By Guest Blogger Megan Martucci.
Small business owners often dedicate extensive time and energy into the success of their business. Unfortunately, with all the responsibilities that come with running a business, preparing a business succession plan is often left to the back-burner until something unexpected happens.
The term “business succession planning” refers to the business strategy in place to pass ownership and leadership roles to appointed successors so that the business continues to operate smoothly and without interruption. With a business succession plan, a business owner is putting individuals in charge to handle the business in their stead or designating the distribution of their business to their heirs. In many ways, a business succession plan is similar to a personal estate plan in which documents are being prepared to ease the difficulties that may arise in situations of incapacity and death. Similarly too, it is an issue many people do not want to think about so such planning is pushed off. However, failing to properly establish a business succession plan can result in a myriad of problems down the road.
With the unpredictability of life, there is always the potential that something unexpected may happen. If something were to happen suddenly to a business owner, their business can come to a grinding halt which can cause major problems for those relying on the business for both the family of the business owner and the employees of the business. For solo business owners, this can be especially true.
One of the events that could cause problems for a business is a situation where the business owner is incapacitated such as in the event of a coma. Without a proper business plan in place, individuals who may try to keep the business afloat during the incapacity of owner may not be able to access the business’s operating accounts to ensure employees are paid, debts are being cared for, and daily business operations are being maintained.

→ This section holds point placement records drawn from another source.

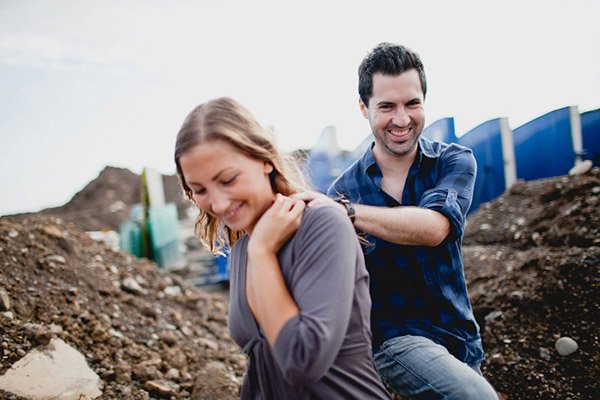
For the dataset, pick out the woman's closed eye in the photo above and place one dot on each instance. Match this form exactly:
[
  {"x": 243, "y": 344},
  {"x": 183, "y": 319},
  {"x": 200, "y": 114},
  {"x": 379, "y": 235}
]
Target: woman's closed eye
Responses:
[{"x": 229, "y": 181}]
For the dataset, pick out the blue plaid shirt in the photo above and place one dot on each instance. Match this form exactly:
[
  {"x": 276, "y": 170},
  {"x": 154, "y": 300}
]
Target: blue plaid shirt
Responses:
[{"x": 419, "y": 290}]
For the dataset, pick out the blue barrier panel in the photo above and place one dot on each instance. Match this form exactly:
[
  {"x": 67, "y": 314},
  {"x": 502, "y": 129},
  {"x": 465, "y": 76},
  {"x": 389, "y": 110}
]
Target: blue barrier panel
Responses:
[
  {"x": 322, "y": 169},
  {"x": 544, "y": 146},
  {"x": 441, "y": 130},
  {"x": 164, "y": 235},
  {"x": 590, "y": 132},
  {"x": 486, "y": 141}
]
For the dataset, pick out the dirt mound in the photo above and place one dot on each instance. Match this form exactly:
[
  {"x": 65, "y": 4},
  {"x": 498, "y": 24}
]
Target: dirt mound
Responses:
[
  {"x": 143, "y": 331},
  {"x": 532, "y": 263},
  {"x": 105, "y": 202}
]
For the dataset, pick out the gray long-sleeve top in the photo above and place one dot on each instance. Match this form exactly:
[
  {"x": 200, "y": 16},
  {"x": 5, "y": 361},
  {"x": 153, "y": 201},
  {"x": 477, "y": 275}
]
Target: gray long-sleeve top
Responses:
[{"x": 325, "y": 351}]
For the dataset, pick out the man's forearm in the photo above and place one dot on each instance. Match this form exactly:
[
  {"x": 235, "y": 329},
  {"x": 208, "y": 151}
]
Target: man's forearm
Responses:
[{"x": 403, "y": 225}]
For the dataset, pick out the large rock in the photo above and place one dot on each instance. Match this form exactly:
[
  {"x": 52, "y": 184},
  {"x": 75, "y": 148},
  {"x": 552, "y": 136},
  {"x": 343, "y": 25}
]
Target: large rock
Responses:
[{"x": 57, "y": 372}]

This can put a huge financial burden on a person who wants to keep the business afloat until the business owner recovers or a court order allows access to those accounts. This also can cause a substantial loss in business which may take an extended period of time to recover from or otherwise signal collapse for the business.
A death of a business owner can also result in complications. In situations where there are multiple partners in a business, the failure to set up a succession plan can result in business owners working with spouses or other family members of the deceased partner. Often times, business partners will seek to “buyout” the heirs of the deceased partner but this can be complicated if there is no plan to determine how such a buyout should be funded or if there is disagreement as to the valuation of the business itself. For solo business owners, the business interests would be subject to the probate process which can be time consuming and expense. In the meantime, the business may lose value before receiving a court order to allow the sale of the business assets.
Choosing who will be the successor for a business can be a big decision. It is important to elect a person who will be able to handle the daily operations of the business as well as someone who is capable of facilitating the sale of the business assets if need be. Likewise, if there are multiple partners, it may be important to negotiate a buy-sell agreement. It is important to speak to a qualified business attorney who can help you navigate the best options for setting up a business succession plan that works for your future goals and ensure the continued success of your business.